J.-C. J. – Il est évident, d’un point de vue aussi bien politique qu’économique, que la France et l’Allemagne assument une responsabilité importante au sein de l’Union européenne. Est-ce que j’en souffre ? Non. En tant que président de l’Eurogroupe, je suis l’un de ceux qui peuvent prétendre maîtriser l’essentiel des mécanismes à l’oeuvre. Je suis donc capable de distinguer l’influence réelle de la présentation qui est faite de cette influence à l’extérieur. Vous aurez constaté comme moi que bon nombre de propositions franco-allemandes annoncées à grand fracas médiatique n’ont pas été adoptées par la zone euro. Prenez l’obligation pour le secteur privé (banques, fonds d’investissement créanciers) de participer aux plans européens d’aide à un État endetté de la zone euro (6). Sur ce point, la France et l’Allemagne n’ont pas été suivies : nous avons décidé de considérer la Grèce comme un cas unique qui ne devait pas créer de précédent. Autre exemple : la Déclaration de Deauville. Paris et Berlin avaient proposé que les mécanismes visant à sanctionner les dérapages budgétaires soient votés à la majorité qualifiée des États membres de la zone euro pour pouvoir être appliqués. Là non plus, ils n’ont pas été entendus : selon le traité budgétaire (7), les propositions de sanctions de la Commission doivent s’appliquer sauf si une majorité qualifiée des États s’y oppose – ce qui est exactement l’inverse. L’idée consistant à supprimer le droit de vote dans l’UE pour les États membres qui divergeraient sur le plan budgétaire n’a pas été retenue. De son côté, le gouvernement allemand avait suggéré que l’on se mette d’accord sur une procédure prévoyant la mise en faillite d’un État de la zone euro. Là encore, l’affaire a été classée sans suite. Tout cela pour vous dire que le couple franco-allemand donne l’impression de dominer les débats européens, mais qu’il n’en est rien. On nous décrit souvent, nous, les autres pays de la zone euro, comme des spectateurs assis sur des gradins, observant une partie menée uniquement par la France et l’Allemagne. L’Allemagne, soit dit en passant, se présente comme un pays vertueux entouré par de grands et de petits pécheurs ; or, sur les 17 membres de la zone euro, 7 ont une dette publique inférieure à la sienne ! Et sur les 27 États membres de l’Union européenne, ils sont 17 à faire mieux que Berlin sur ce plan !

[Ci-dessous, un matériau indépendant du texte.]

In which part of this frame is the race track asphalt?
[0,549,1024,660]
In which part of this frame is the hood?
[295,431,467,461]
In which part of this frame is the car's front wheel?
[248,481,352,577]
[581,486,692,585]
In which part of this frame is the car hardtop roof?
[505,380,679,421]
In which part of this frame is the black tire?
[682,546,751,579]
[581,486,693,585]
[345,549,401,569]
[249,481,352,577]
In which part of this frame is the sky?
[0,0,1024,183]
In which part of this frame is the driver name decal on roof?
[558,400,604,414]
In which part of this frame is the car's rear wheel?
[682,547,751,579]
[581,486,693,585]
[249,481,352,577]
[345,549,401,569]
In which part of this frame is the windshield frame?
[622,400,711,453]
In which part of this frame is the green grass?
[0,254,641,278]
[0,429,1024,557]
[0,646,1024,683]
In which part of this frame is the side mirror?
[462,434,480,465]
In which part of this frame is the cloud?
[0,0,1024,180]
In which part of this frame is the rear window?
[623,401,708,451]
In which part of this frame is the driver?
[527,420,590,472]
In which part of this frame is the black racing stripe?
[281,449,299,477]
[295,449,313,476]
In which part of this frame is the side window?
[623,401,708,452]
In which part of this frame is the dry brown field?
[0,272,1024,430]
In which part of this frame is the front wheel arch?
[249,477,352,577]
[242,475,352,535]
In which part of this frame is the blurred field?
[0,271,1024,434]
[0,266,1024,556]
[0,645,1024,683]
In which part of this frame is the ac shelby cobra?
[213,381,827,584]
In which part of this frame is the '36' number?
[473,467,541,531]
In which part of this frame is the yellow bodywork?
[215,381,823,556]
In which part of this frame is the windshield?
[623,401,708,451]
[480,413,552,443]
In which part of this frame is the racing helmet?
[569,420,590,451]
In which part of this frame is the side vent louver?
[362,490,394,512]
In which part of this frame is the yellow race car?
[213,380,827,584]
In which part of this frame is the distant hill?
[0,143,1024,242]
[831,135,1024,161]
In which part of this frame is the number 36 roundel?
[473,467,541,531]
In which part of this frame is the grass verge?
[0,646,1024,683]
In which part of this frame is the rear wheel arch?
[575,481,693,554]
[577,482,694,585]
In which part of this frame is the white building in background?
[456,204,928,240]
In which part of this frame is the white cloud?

Y. L. F. et L. R. – L’agence Standard & Poor’s a retiré à la France son triple A, mais l’a maintenu à l’Allemagne comme, du reste, à votre pays, le Luxembourg. Cette différence de traitement ne crée-t-elle pas un déséquilibre au sein de la relation franco-allemande, qui pourrait nuire à la recherche d’un consensus ?

J.-C. J. – Je ne perçois pas ce que vous décrivez comme un déséquilibre interne au groupe franco-allemand. Il y a quinze ans, l’économie française était plus dynamique et plus compétitive que l’économie allemande, et cette situation n’avait aucune conséquence sur l’équilibre du couple franco-allemand. Aujourd’hui, c’est le contraire. Vous savez, les gouvernements passent et les nations restent…

Y. L. F. et L. R. – En tant que doyen des sommets des dirigeants européens, vous avez connu toute une série de couples franco-allemands. Comment jugez-vous le duo Angela Merkel-Nicolas Sarkozy ?

J.-C. J. – Les premiers mois sont toujours difficiles. Les présidents français et les chanceliers allemands se jaugent, ils cherchent à se comprendre mutuellement. Au début de leurs mandats respectifs, très souvent, ils divergent en matière d’analyse et de propositions. Mais, généralement, au bout d’une année ou deux, c’est le grand amour. Un amour auquel contribuent ceux qui aiment l’un et l’autre, en faisant attention à ne rendre jaloux ni l’un ni l’autre.

Y. L. F. et L. R. – Vous comptez-vous parmi ces derniers ?

J.-C. J. – C’est vrai, j’aime les deux pays. J’aime leur littérature, leur musique, je connais la réalité politique de ces deux nations pourtant si différentes. Les États français et allemand ne se ressemblent pas. L’un est presque le contre-projet de l’autre. Mais je constate – et c’est la force de l’évidence historique qui s’impose aux deux membres du couple – qu’après une période de mésentente il se forme toujours un front uni entre les deux pays, au grand bénéfice de l’Europe.

Y. L. F. et L. R. – N’y a-t-il pas une opposition fondamentale entre la France, qui a une conception presque monarchique d’une Europe sur laquelle elle projette son modèle intergouvernemental, et l’Allemagne, qui entend imposer son modèle fédéral ?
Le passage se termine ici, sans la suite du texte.